All that chaos can be intimidating for an actor, but Coster-Waldau can’t let it get to him. “There’s this weird thing that happens when the word ‘Action!’ is yelled out–you have to fool yourself,” he said. “Jaime Lannister would never worry for a second about falling off a horse, so you can’t think too much about it. I mean, I worry about it after…”
As for the catalyst behind Jaime’s desperate charge, Coster-Waldau simply says that “this is Jaime. He sometimes acts before he thinks.” Cersei, naturally, is also a powerful motivator. “He would save his sister, even if he’s the only one who believes she needs saving.”
However, Coster-Waldau also believes that the dragons are “weapons of mass destruction” and the Lannister forces are largely helpless against them. If Cersei disagrees, there could be tension between the two in the future. Coster-Waldau ruminated on the differences between the two siblings:
He’s such a great military man but when it comes to Cersei he’s just flailing because he doesn’t have that same level of cynicism, or that ability to lie, like Cersei, Littlefinger and Varys. They operate in a parallel universe … it’s all about how she wants to control everything. It’s never going to be enough for her, no matter what. And it’s a tricky situation for Jaime. He’s more romantic about that whole relationship. And she’s not that romantic.
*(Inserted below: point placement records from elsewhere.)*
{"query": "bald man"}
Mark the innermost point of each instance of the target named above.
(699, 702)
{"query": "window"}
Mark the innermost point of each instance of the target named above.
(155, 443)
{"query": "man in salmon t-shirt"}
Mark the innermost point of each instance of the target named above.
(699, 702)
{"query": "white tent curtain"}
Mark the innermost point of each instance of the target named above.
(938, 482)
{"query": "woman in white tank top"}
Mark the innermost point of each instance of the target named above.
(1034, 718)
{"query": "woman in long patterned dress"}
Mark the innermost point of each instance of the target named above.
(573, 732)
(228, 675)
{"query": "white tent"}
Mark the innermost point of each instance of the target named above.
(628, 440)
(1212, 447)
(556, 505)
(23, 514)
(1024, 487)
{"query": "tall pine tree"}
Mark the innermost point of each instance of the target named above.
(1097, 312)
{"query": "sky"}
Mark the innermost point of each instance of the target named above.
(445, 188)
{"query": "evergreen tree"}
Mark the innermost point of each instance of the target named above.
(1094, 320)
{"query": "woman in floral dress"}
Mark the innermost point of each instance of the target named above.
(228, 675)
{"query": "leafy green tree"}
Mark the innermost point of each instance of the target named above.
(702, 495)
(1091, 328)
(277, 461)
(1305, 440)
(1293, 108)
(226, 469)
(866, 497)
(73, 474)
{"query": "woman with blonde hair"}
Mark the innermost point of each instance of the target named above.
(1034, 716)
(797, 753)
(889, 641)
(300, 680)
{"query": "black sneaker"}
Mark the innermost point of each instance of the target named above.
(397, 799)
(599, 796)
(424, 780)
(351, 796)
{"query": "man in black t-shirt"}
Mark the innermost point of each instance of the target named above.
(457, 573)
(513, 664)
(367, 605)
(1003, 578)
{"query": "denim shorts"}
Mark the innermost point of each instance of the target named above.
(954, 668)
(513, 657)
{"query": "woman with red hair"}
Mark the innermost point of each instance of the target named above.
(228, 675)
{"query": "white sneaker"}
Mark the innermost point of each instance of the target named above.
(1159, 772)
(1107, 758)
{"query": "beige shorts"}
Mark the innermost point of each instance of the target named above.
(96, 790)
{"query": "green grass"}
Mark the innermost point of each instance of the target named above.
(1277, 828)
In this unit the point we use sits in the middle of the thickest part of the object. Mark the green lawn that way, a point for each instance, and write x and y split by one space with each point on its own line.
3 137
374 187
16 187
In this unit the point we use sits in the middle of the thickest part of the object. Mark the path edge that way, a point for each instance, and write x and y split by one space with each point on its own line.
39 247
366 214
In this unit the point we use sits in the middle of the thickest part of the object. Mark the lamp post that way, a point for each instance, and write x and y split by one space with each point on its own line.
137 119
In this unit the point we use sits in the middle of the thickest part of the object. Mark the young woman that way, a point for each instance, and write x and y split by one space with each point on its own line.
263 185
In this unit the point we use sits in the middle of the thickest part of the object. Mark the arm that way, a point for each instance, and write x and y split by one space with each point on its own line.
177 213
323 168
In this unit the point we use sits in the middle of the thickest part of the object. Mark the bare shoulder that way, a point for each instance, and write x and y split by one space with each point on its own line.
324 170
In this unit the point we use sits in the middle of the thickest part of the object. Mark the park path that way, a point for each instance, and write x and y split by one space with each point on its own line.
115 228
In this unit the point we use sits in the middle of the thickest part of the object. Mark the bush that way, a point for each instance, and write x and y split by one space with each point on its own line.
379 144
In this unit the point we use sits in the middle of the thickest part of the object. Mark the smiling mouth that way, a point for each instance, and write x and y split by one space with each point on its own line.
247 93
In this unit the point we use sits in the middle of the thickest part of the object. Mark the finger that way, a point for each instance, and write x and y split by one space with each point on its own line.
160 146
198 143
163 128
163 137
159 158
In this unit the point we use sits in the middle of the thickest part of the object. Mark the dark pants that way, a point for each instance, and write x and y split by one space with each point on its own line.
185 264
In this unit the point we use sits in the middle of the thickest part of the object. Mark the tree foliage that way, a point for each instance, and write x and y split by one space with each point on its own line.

Jaime has always been a man torn between competing influences, and right now, they’re threatening to tear him apart. Where might that take him? “Jaime’s always been on the fringe of this game of thrones, if you will,” Coster-Waldau explained. “I think he’s getting to the place where he’s questioning. ‘What’s the point of all this? Power for the sake of power?’”
And what about that final shot, where Jaime, weighed down by his armor, sinks into the depths of the lake? It took a full day of underwater shooting to get that, and Coster-Waldau did not have an easy time of it. “You have to go down, you have to equalize the pressure, and I’m not very good at that,” he said. “It was just a tough, tough day.”
Then there was the challenge was overcoming the psychological fear that he would drown in his armor
[Y]ou depend on these divers to come to you when you signal, and you always want to have the feeling that you can escape if something happens. But because of the armor I couldn’t. Once I let go I couldn’t do anything … In my mind I know safety is paramount and people are ready, but when you can’t see and you can’t move and the pressure of the water? It was … absolutely disgusting, to be honest. But it looks amazing!
So is Jaime getting out of this? “It seems impossible to survive that,” Coster-Waldau said. “Luckily he’s not wearing the Kingsguard armor, which is made of brass.” Huh.
If he does live through this, Jaime has some important information to pass along to Cersei — he knows for sure now that Tyrion didn’t kill Joffrey, “I don’t think Jaime ever thought Tyrion did, but he didn’t know that he didn’t, if that makes sense.”